Okazało się, że w czasie przygotowań do egzaminu (uprawnienia do projektowania) udało mi się przeczytać kilka książek... przyznaję się. Ale robiłam to w tzw. "międzyczasie", podczas jedzenia, w kąpieli, przed snem... sama nie wiem jak to się stało. Teraz gdy emocje opadły, zbieram książki porozkładane po całym mieszkaniu i ze zdziwieniem stwierdzam, że wiem o czym one są, że je przeczytałam i pamiętam nawet. Było ich kilka, nie wszystkie jednak są warte wspominania. Niżej kilka słów o tych, które warto wspomnieć i polecić:
Dom z papieru - Carlos Maria Dominguez
Tą przeczytałam w wannie. Znalazłam ją na półce między ręcznikami przy wannie. To dziwna książka... ale coś w sobie ma...
Wiosną 1998 roku Bluma Lennon kupiła w pewnej księgarni w Soho używany egzemplarz Poezji Emily Dickinson i kiedy doszła do drugiego wiersza, na skrzyżowaniu potrącił ją samochód.

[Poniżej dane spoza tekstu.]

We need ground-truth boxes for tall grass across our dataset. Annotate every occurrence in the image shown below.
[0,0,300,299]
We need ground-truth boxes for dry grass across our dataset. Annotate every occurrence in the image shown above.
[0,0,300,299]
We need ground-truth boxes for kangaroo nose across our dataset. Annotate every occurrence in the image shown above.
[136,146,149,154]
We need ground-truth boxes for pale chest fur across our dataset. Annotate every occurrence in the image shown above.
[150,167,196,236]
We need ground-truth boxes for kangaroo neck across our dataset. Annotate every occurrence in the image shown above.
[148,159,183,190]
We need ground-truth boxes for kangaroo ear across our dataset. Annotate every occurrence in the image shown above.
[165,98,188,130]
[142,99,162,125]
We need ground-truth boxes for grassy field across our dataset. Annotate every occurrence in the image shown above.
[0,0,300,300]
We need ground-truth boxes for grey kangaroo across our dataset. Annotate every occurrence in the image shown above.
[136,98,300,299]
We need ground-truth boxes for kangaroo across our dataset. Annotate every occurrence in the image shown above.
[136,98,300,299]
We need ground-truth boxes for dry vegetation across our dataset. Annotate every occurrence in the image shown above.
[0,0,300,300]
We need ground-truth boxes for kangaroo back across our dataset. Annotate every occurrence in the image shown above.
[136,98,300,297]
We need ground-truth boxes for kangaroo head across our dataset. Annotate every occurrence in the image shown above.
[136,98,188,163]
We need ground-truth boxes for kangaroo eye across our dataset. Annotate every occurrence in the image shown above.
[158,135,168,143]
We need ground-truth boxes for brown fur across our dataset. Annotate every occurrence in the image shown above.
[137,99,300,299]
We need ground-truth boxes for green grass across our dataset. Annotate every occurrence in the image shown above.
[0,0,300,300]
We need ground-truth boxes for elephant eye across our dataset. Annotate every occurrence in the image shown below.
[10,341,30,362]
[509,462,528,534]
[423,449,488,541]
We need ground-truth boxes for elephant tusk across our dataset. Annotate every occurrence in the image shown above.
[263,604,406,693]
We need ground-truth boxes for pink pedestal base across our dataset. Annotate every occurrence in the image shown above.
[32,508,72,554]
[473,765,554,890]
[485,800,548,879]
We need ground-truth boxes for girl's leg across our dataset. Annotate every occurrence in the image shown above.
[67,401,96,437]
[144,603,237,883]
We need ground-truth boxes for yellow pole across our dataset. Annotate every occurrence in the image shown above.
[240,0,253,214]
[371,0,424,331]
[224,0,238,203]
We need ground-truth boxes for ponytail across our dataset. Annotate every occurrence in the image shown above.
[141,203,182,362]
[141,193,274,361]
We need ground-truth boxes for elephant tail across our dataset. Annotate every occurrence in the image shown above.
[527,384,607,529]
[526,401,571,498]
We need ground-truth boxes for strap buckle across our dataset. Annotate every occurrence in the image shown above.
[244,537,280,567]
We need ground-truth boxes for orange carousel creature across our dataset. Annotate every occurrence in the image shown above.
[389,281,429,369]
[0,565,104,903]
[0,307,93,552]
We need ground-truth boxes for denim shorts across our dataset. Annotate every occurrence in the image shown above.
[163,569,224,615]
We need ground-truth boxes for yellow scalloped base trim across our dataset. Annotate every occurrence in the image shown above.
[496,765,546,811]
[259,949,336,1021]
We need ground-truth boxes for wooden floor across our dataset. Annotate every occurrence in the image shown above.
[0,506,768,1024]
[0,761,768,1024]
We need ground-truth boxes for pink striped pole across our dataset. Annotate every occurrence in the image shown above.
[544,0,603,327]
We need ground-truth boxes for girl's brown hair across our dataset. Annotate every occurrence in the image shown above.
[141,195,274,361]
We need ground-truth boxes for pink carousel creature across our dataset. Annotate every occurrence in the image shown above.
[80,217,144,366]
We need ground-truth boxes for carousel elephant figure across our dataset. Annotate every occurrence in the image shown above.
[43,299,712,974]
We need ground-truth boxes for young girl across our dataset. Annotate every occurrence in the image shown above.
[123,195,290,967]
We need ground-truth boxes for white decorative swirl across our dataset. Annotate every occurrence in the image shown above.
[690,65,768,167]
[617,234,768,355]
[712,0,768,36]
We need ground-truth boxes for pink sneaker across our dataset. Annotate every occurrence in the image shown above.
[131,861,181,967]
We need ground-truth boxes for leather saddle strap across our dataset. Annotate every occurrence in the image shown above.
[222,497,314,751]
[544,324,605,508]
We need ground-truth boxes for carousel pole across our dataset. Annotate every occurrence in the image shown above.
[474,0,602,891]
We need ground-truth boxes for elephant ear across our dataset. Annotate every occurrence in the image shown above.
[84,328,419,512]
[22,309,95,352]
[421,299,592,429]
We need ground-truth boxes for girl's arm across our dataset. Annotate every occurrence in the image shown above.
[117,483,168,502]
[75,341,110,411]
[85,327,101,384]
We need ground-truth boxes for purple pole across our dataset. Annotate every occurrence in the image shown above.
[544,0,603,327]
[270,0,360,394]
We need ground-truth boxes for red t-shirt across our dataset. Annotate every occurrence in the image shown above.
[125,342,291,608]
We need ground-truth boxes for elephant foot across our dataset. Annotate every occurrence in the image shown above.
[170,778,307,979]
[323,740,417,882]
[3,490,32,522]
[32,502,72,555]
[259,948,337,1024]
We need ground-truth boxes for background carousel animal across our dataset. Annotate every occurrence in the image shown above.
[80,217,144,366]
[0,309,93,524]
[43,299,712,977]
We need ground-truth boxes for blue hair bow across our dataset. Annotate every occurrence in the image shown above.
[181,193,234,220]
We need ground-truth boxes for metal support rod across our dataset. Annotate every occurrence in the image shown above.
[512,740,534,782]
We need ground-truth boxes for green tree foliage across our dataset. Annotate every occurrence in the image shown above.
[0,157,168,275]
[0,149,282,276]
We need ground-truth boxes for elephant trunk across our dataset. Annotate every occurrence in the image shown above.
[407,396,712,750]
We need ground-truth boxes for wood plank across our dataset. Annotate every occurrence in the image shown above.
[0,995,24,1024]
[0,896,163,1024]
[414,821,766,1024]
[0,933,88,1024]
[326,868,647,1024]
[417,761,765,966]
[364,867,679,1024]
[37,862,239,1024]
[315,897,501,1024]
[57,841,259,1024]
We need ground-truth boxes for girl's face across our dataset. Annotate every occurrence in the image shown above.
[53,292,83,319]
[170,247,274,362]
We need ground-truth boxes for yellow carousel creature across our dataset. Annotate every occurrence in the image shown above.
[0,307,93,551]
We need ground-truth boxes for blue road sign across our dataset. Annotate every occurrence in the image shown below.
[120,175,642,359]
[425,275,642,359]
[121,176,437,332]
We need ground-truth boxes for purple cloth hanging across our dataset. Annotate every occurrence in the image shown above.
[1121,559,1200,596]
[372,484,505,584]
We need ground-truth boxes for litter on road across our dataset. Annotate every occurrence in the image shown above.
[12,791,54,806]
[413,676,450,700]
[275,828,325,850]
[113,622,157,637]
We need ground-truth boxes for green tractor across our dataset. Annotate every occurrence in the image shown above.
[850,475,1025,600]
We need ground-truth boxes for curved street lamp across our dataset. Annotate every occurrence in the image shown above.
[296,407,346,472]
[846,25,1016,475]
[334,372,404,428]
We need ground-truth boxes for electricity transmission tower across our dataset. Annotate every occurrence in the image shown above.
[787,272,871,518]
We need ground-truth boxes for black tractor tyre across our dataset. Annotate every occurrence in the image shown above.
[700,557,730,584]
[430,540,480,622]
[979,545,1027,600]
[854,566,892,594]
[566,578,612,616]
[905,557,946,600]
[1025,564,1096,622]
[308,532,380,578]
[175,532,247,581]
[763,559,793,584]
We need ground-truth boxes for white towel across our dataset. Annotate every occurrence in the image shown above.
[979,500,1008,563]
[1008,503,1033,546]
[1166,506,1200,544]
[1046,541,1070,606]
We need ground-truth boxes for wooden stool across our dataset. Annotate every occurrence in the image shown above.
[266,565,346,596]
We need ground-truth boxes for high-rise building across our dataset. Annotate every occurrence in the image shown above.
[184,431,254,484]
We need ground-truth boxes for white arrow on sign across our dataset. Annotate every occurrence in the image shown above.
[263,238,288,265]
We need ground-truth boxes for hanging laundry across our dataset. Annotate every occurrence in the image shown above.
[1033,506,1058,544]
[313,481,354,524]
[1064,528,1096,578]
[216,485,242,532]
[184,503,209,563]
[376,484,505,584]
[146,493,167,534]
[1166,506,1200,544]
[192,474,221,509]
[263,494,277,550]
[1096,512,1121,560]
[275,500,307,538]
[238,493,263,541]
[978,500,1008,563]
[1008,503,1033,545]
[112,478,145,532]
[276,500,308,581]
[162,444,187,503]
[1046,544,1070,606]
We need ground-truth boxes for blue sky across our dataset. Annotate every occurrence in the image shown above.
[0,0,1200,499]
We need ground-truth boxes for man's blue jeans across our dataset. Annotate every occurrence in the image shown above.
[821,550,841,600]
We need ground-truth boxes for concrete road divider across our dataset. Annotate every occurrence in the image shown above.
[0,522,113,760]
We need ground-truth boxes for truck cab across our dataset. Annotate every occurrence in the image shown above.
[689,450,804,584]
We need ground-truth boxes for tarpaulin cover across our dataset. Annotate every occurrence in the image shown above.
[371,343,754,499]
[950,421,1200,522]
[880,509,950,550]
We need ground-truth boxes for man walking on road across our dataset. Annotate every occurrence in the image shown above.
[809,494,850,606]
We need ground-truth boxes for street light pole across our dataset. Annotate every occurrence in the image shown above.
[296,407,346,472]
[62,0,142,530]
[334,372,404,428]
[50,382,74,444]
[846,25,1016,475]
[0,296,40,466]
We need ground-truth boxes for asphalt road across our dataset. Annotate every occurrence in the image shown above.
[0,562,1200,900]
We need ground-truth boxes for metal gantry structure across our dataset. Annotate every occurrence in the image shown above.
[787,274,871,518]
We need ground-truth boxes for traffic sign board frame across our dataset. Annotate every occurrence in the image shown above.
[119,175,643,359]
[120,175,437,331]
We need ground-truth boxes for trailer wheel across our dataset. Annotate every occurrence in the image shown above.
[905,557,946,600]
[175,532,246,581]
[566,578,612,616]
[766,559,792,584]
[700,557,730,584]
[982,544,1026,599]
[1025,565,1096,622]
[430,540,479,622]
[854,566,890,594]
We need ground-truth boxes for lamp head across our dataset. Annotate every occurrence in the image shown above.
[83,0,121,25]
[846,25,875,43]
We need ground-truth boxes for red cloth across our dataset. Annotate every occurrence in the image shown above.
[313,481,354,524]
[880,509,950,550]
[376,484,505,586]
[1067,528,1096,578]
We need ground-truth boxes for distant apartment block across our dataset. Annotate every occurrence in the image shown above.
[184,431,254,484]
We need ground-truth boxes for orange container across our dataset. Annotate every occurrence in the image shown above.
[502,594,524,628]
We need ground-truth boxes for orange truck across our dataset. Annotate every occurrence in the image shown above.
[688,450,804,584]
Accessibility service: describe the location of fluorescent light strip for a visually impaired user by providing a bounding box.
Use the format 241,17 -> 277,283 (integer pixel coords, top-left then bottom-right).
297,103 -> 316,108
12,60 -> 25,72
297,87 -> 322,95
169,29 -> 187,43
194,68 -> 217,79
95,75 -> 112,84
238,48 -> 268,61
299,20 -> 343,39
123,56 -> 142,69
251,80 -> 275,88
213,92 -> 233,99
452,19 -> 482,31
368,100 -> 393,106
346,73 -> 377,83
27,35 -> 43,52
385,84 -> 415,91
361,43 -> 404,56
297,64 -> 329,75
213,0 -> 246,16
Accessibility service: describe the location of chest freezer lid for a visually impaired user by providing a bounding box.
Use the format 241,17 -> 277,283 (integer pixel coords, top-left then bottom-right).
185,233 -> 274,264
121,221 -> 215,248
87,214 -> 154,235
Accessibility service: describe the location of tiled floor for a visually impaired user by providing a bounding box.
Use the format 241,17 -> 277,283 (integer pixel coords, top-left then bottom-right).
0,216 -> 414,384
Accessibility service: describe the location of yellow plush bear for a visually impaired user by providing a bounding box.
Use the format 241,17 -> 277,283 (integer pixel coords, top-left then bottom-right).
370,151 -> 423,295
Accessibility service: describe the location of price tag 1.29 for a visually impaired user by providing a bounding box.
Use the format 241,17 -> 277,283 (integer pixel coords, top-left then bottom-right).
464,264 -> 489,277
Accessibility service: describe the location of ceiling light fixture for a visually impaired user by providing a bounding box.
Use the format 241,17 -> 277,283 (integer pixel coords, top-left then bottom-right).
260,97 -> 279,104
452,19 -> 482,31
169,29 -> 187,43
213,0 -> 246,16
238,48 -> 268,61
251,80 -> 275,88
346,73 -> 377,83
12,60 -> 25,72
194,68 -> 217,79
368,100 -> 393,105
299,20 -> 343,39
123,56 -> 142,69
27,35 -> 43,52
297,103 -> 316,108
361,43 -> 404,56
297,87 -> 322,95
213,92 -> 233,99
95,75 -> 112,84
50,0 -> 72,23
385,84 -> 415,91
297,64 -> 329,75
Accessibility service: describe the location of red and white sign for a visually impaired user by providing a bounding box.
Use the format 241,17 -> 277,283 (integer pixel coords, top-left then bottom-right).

Książki zmieniają los ludzi. (...) Siddharha przywiódł do buddyzmu dziesiątki tysięcy młodych ludzi, Hemingway przekształcił ich w sportowców, Dumas pogmatwał życie niezliczonym kobietom, a niejedną z nich uratowały od samobójstwa książki kucharskie. Bluma stała się ofiarą książek.